14 organismes de récupération de la mémoire historique déposeront une plainte auprès de la Direction des Droits de l'Homme et de la Prise en Charge des Victimes du Gouvernement Basque contre le Département de la Sécurité du Gouvernement Basque pour violation de la Loi de Mémoire Historique et Démocratique du Pays Basque en autorisant la tenue d'un événement dans les rues de Vitoria-Gasteiz le 12 octobre.
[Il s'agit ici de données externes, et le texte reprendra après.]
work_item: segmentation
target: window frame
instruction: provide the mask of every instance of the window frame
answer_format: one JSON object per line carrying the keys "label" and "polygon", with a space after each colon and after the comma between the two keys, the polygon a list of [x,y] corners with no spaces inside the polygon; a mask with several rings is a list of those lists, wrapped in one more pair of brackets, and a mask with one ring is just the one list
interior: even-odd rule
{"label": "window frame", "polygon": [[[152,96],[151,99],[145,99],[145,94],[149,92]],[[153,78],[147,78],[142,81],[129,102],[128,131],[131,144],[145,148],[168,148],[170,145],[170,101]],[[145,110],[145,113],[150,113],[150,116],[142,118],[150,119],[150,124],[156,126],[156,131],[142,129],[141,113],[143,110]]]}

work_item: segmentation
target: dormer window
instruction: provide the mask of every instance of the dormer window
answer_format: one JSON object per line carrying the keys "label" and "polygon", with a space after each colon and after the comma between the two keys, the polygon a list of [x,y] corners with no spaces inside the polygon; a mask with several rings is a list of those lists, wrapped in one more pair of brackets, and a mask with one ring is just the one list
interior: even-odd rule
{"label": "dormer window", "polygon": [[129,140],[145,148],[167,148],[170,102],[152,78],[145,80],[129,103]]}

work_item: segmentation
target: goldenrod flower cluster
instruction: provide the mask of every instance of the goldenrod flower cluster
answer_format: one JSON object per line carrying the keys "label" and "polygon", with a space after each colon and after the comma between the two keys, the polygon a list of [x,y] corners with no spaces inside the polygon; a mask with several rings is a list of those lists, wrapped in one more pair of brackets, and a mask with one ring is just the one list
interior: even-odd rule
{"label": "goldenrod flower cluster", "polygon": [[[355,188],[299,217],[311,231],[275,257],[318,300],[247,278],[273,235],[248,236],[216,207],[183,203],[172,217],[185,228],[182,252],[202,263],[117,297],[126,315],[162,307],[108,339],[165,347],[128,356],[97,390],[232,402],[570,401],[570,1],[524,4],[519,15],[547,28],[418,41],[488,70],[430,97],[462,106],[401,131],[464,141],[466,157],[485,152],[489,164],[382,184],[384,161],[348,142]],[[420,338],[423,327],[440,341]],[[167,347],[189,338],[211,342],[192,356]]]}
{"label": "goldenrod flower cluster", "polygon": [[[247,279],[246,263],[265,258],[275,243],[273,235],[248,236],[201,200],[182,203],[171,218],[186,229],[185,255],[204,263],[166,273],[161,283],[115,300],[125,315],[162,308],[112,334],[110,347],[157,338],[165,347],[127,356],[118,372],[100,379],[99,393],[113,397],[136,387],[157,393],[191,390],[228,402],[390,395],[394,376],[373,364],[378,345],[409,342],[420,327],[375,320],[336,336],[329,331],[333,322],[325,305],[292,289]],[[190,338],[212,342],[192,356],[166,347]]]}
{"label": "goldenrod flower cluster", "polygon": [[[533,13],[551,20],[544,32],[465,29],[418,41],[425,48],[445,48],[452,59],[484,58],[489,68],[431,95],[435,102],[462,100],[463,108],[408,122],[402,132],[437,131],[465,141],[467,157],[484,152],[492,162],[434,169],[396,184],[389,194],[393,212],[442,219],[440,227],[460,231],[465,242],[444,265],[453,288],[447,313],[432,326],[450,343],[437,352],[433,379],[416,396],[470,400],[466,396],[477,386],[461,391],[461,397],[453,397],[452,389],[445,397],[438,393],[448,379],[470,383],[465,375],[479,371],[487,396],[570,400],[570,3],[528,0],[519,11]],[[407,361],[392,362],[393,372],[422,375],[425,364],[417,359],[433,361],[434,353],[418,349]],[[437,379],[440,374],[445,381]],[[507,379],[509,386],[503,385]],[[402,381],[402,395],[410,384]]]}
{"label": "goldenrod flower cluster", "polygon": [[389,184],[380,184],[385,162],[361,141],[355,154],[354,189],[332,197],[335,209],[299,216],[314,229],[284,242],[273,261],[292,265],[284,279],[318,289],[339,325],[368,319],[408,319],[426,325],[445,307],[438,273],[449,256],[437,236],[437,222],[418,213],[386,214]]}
En outre, ils demanderont au Gouvernement d'ouvrir un "dossier juridique d'interdiction et de dissolution de la Falange".
Dans un communiqué, ils signalent que « l'autorisation du rassemblement et le soutien aux fascistes permettent de faire l'apologie du franquisme et que les responsables de la police enfreignent les lois relatives à la mémoire ».
De l'avis de ces collectifs, par cet acte, la Falange « avait manifestement l'intention d'exprimer son mépris et son humiliation envers les victimes de la dictature franquiste, en recherchant une querelle, et avait délibérément utilisé une ville qui avait vécu dans sa chair l'horreur de la répression franquiste, tant dans les premières mesures du coup d'État que dans le retard franquiste avec le massacre bien connu des ouvriers le 3 mars 1976 ».
Ces institutions considèrent ces faits comme des infractions administratives visées au chapitre XII (régime de sanction) de la Loi 9/2023, du 28 septembre, de la Mémoire Historique et Démocratique du Pays Basque et à la Loi 20/2022, de la Mémoire Démocratique de l'Espagne.
Ils censurent également « l'immobilité des responsables de la police de la Communauté autonome et de la Mairie, qui avaient entre leurs mains la possibilité administrative d'empêcher ces faits, soit en révoquant l'autorisation de la manifestation, soit en empêchant la concentration et/ou le démantèlement de la concentration après vérification des actions en cours sur place ».
Absence de mesures pour empêcher le rassemblement
Selon eux, "le fait que les policiers présents n'aient pas pris les mesures nécessaires pour empêcher ou mettre fin à des comportements contraires aux lois de la mémoire en fait des auteurs des faits et donc des sujets de responsabilité".
C'est pourquoi ils demandent "l'enquête et, le cas échéant, l'application des sanctions concernant les organisateurs de l'événement et les responsables des opérations policières (municipales et autonomes) et, à défaut, les derniers responsables - le conseiller délégué à la sécurité de la mairie de Vitoria-Gasteiz et le conseiller à la sécurité du gouvernement basque -".
De même, les plaignants demandent à être considérés comme des "victimes de l'infraction" afin de "pouvoir exercer leur droit d'être informés de l'état de la procédure, d'en assurer le suivi et de les personnaliser".
Ils ont également demandé au gouvernement basque de demander au gouvernement espagnol "d'ouvrir un dossier juridique pour l'interdiction et la dissolution de la Falange Española pour violation répétée des lois basque et espagnole".